I use several tools to get the stock information.
But many time my agent fail to call my tool with correct paramters.
@tool("Stock Info")
def stock_info(ticker: str):
"""
Useful to get stock infomation.(e.g. market cap, beta, 52-week high, 52-week low, etc.)
Input paramter:
- ticker(type:str): The ticker of a company.
"""
ticker = yf.Ticker(ticker)
return ticker.info
The tool is very simple tool with only one string paramter.
But my agent trying to use the tool with wrong parameter again and again.
Tool Used: Stock Info
Tool input: [{"ticker": "VST"}, {"tool_code": "Stock Info", "tool_input": {"ticker": "VST"}}]
Message: Thought:Okay, let's start by getting the stock information for Vistra Corp (VST) using the 'Stock Info' tool to get some initial parameters. Action: Stock Info Action Input: {"ticker": "VST"}
tool_code
{"tool_code": "Stock Info", "tool_input": {"ticker": "VST"}}
Observation: Error: the Action Input is not a valid key, value dictionary.
Error: the Action Input is not a valid key, value dictionary.
I’m not sure why the agent use tool input with
[{“ticker”: “VST”}, {“tool_code”: “Stock Info”, “tool_input”: {“ticker”: “VST”}}]

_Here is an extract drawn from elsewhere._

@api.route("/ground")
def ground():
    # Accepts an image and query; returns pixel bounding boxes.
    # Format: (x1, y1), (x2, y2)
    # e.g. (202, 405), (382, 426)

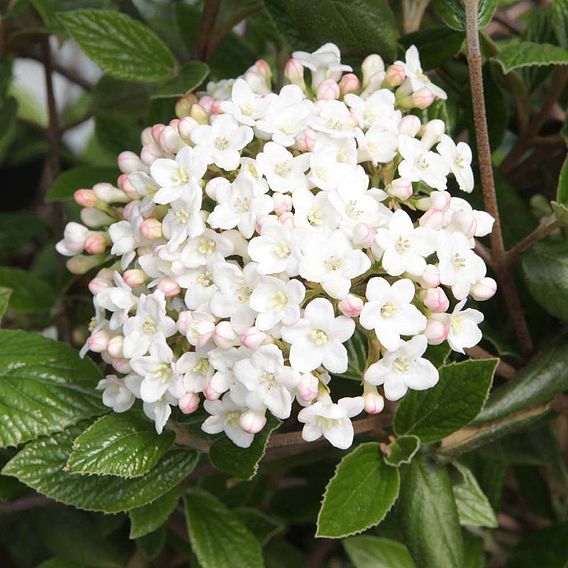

correct parameter is just {“ticker”:“VST”}
This happening often for me.
How can I make my agent always use correct parameters to a specified tool?
Thanks.
@iam1492 I recommend you set up a custom tool by subclassing the BaseTool
class instead of using the @tool
decorator as follows:
from typing import Type
from crewai.tools import BaseTool
from pydantic import BaseModel, Field
class MyToolInput(BaseModel):
"""Input schema for MyCustomTool."""
argument: str = Field(..., description="Description of the argument.")
class MyCustomTool(BaseTool):
name: str = "Name of my tool"
description: str = "What this tool does. It's vital for effective utilization."
args_schema: Type[BaseModel] = MyToolInput
def _run(self, argument: str) -> str:
# Your tool's logic here
return "Tool's result"
1 Like
Hi rokbenko.
I modify one of my tool with subclassing the BaseTool class.
If this work well, I will modify all the tool in same way!
Thanks!
@iam1492 Please let me know if this solves the issue!
I found another solution with seperate llm and function_calling_llm with different model.
I use gemini 2.0 for llm but change to use ollama/hengwen/watt-tool-8B:latest for my function_calling_llm.
You can find out function calling benchmark here: Berkeley Function Calling Leaderboard V3 (aka Berkeley Tool Calling Leaderboard V3)
ollama/hengwen/watt-tool-8B is quite small llm so that I can run this model locally but have strong function.
And also this model works great without failing any function call.
Thanks
After doing some effort but still no help with function calling.
- Using different llm for function calling(tool) help better tool usage, but still have same issue.
- Change @tool decorator with subclassing the BaseTool is not working.
Strange thing is one of my agent make this error much more than other agents but I don’t know what is problem. I will comment here when I find any solution.
Can you share your full code in repo so we can clone and help troubleshoot this for you?
Also, I’ve personally noticed that most small OSS models struggle quite a bit with tool calling even if they’re high on the leaderboard. Sometimes they get it right sometimes they don’t; non-deterministic.
Hello 
My repo is currently private repository.
I use gemini-2.0 pro exp model for testing my project.
And I understanding llms sometimes confusing about using function call(tool).
What I found was:
More error occurs when I use more tool for one agent.
When I reducing tools which is provided to my agent, the agent do the mistake less.
I think this error can be disappears when model become stable later and Devins(AI coder) workaround may help until then.
I too observed the same, especially when we have scenario which involves more than 2 tools I’m getting this issue.
More Over I couldn’t able to understand on @Tool Decorators, and I fall back to use Subclassing the Base Tool, it didn’t help much. will look out this thread to find the solution.